Mass tort litigation is a lawsuit that combines large numbers of individual personal injury claims, often thousands of them, into a single legal action. These litigations are creating huge profits for attorneys and the wealthy investors who back their suits. The “Trial Lawyer Playbook” sheds light on the basic elements that enable the actors within this system to make it a lucrative practice.
The Playbook illustrates how some lawyers, like football players in a game, use strategies or “plays” to squeeze money from defendant corporations. The attorneys have targeted these corporations for legal action and then set their plans in motion. Simple as they seem, they have generated huge sums of money for attorneys and investors seeking a nice return.
The sheer number of claimants in many of these cases can make it highly challenging for defendants and the courts to distinguish between legitimate claims and those that are baseless. That works to the plaintiff attorneys’ advantage. With large numbers of claims, the costs of mounting a successful legal defense skyrocket. It is often in the defendants’ best interests to settle and pay an exorbitant sum, regardless of their innocence or guilt.
Mass tort litigations can also cost small mom-and-pop stores large amounts of money. These excessive lawsuits result in billions of dollars lost in economic activity annually. As a result, this hinders employment opportunities and increases the costs of goods and services for consumers.
One of the tactics outlined in the Playbook, the Finance Play, refers to third-party litigation funding. Hedge funds, endowments and other money managers have found that providing the financial backing for mass torts in exchange for a sizable share of the proceeds can be an excellent, non-market-related, investment opportunity. This up-front financing doesn’t just fund lawsuits, it creates them.
When plaintiff attorneys don’t have to worry about coming up with the capital needed to support mass tort litigation, they can get more creative with the factual basis for their claims. Third-party litigation funding has directly contributed to the proliferation of frivolous and baseless suits.

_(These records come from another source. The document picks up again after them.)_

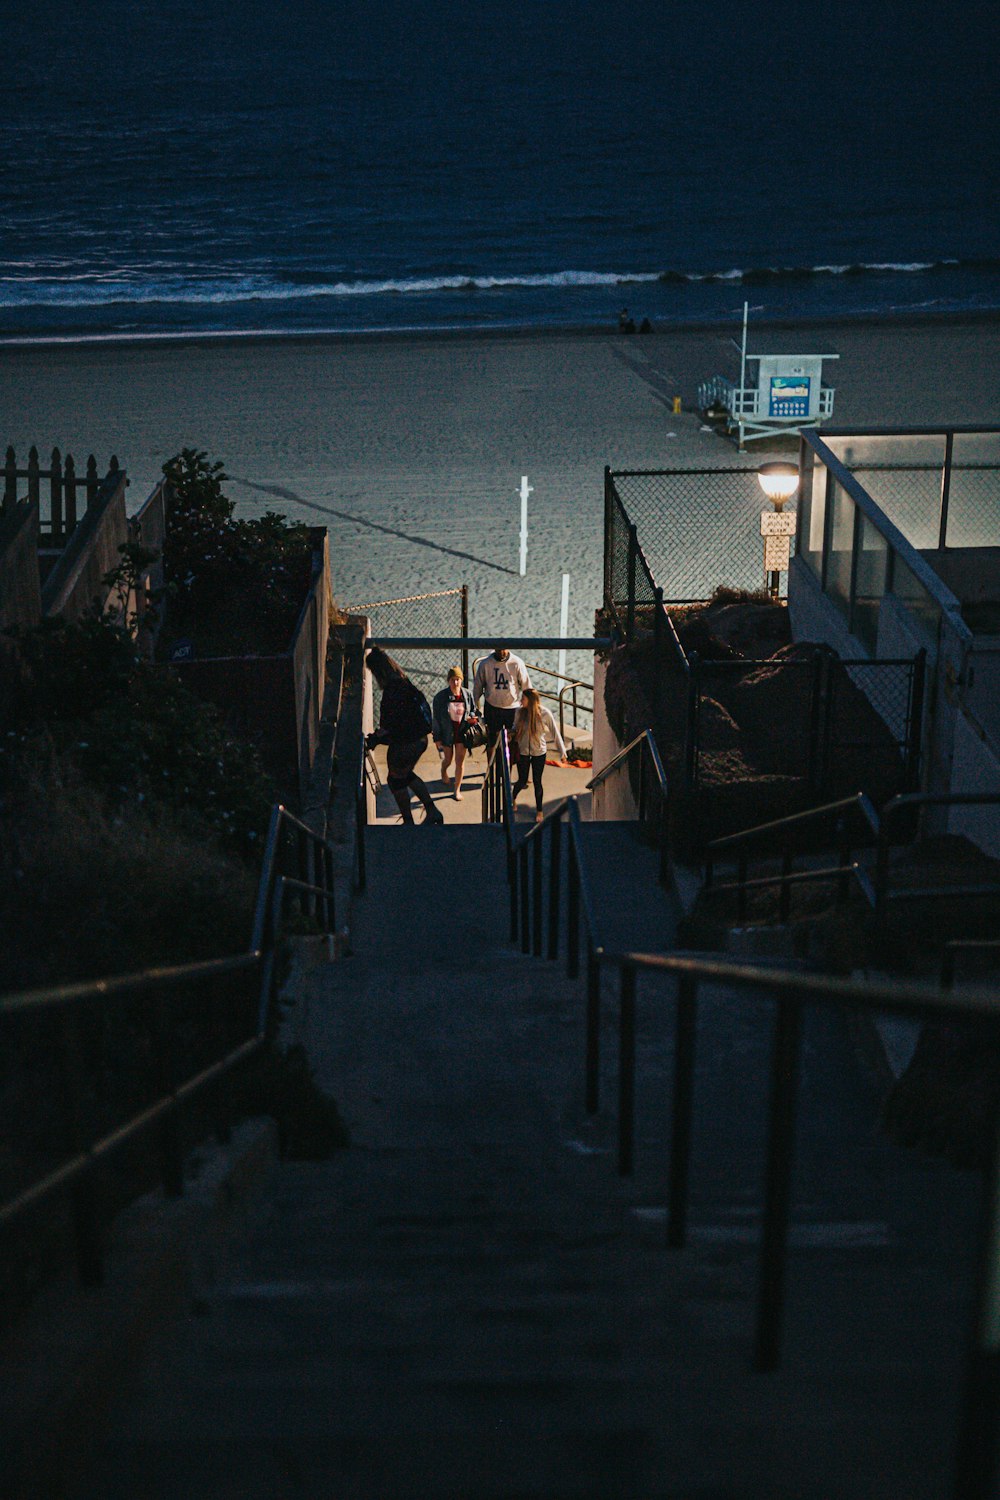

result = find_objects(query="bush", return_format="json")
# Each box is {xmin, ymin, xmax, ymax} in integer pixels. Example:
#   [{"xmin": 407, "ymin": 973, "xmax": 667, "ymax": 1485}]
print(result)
[
  {"xmin": 0, "ymin": 758, "xmax": 258, "ymax": 989},
  {"xmin": 160, "ymin": 448, "xmax": 313, "ymax": 658},
  {"xmin": 7, "ymin": 605, "xmax": 272, "ymax": 860}
]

Much of the money provided by outside investors is used to finance the huge advertising campaigns attorneys run on television and the internet. This is to help source individual plaintiffs to create the problems of scale for the defendants. This is what’s known as the Advertising Play. The often intentionally misleading, vague and fear-inducing ads attract large numbers of potential clients, including some who are seeking a quick payday instead of fair compensation for an actual injury. In 2024, $2.5 billion was spent on nearly 27 million television spots advertising legal services.
The final play, the Junk Science Play, describes the common practice of lending faux legitimacy to these claims. Plaintiffs will source dubious and paid-for testimony from self-proclaimed experts on the issue at the root of a lawsuit. Junk science has been used to mount well-known mass tort litigations, most famously at the center of the case against RoundUp weed killer. When juries and judges are presented with a steady stream of incomplete and inaccurate testimony, it becomes difficult, if not impossible, for them to reach well-informed and just verdicts.
The nature of the Trial Lawyer Playbook and other efforts to expose the tactics behind mass tort litigations have led to efforts at the state level and in Congress to address this issue. Strategies like shifting the standards for allowing plaintiff attorneys to consolidate cases have proven promising. This would help prevent profit-driven funders and attorneys from needlessly clogging up the justice system. More robust evidentiary standards and education efforts would help nullify the effect of junk science.
At a time when many are wondering how to give America’s business community a boost, removing this proverbial anvil from over their heads would be a boost.
There are concrete costs associated with these frivolous lawsuits, but even more unseen ones arise from having this looming uncertainty. Lawmakers at all levels would be foolish not to make this a priority.